For the case [tex]p^{2} = \frac{1}{4}[/tex], the equation has two series solutions which (unusually) may be expressed in terms of elementary functions:
[tex]J_{1/2} = \left(\frac{2}{\pi z}\right)^{1/2} sin z[/tex]
[tex]J_{-1/2} = \left(\frac{2}{\pi z}\right)^{1/2} cos z[/tex]
[ The factors [tex]\left(\frac{2}{\pi z}\right)^{1/2}[/tex] are supefluous, but are included by convention, for reasons that are not relevant to the present purposes.]

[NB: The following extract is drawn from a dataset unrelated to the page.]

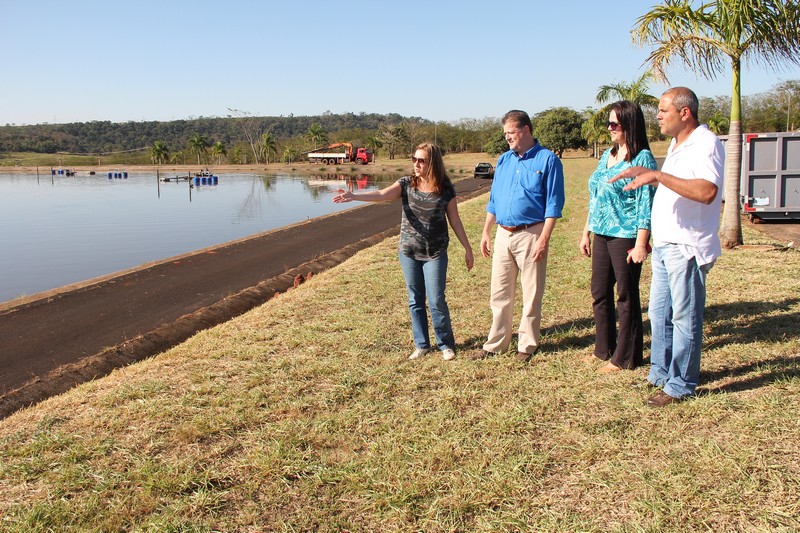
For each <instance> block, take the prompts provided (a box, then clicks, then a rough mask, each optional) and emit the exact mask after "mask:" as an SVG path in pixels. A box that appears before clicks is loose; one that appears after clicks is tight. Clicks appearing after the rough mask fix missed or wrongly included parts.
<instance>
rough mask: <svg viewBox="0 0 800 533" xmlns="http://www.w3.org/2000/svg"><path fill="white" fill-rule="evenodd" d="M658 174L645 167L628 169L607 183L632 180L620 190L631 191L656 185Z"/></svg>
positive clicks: (638, 167) (628, 168)
mask: <svg viewBox="0 0 800 533" xmlns="http://www.w3.org/2000/svg"><path fill="white" fill-rule="evenodd" d="M658 174H659V172H658V171H657V170H650V169H649V168H647V167H630V168H626V169H625V170H623V171H622V172H620V173H619V174H617V175H616V176H614V177H613V178H611V179H610V180H608V183H614V182H615V181H619V180H622V179H627V178H633V179H632V180H631V181H630V183H628V184H627V185H625V186H624V187H623V188H622V190H623V191H632V190H634V189H638V188H639V187H641V186H642V185H651V184H653V183H658Z"/></svg>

Clearly [tex]J_{-1/2}[/tex] is singular at z = 0. Show that [tex]J_{1/2}(0) = 0[/tex].
2......(for later)
Homework Equations
The Attempt at a Solution
I am going to assume the solutions [tex]J_{1/2}[/tex] and [tex]J_{-1/2}[/tex] without worrying about why/how they come about.
Obviously, when z = 0, [tex]cos z \neq 0 [/tex]. Therefore, [tex]\left(\frac{2}{\pi z}\right)^{1/2}[/tex] blows up and [tex]J_{-1/2}[/tex] is singular at z = 0.
On the other hand, if we draw separately the graphs of [tex]\left(\frac{2}{\pi z}\right)^{1/2}[/tex] and [tex] sin z [/tex] and then combine the two in a single graph of [tex]J_{1/2}[/tex], we find that it is sinusoidal with an amplitude given by [tex]\left(\frac{2}{\pi z}\right)^{1/2}[/tex]. This means that the curve oscillates as it moves towards z = 0 with an amplitude that tends to infinity as z tends to 0. How do I conclude from this that [tex]J_{1/2}(0) = 0[/tex].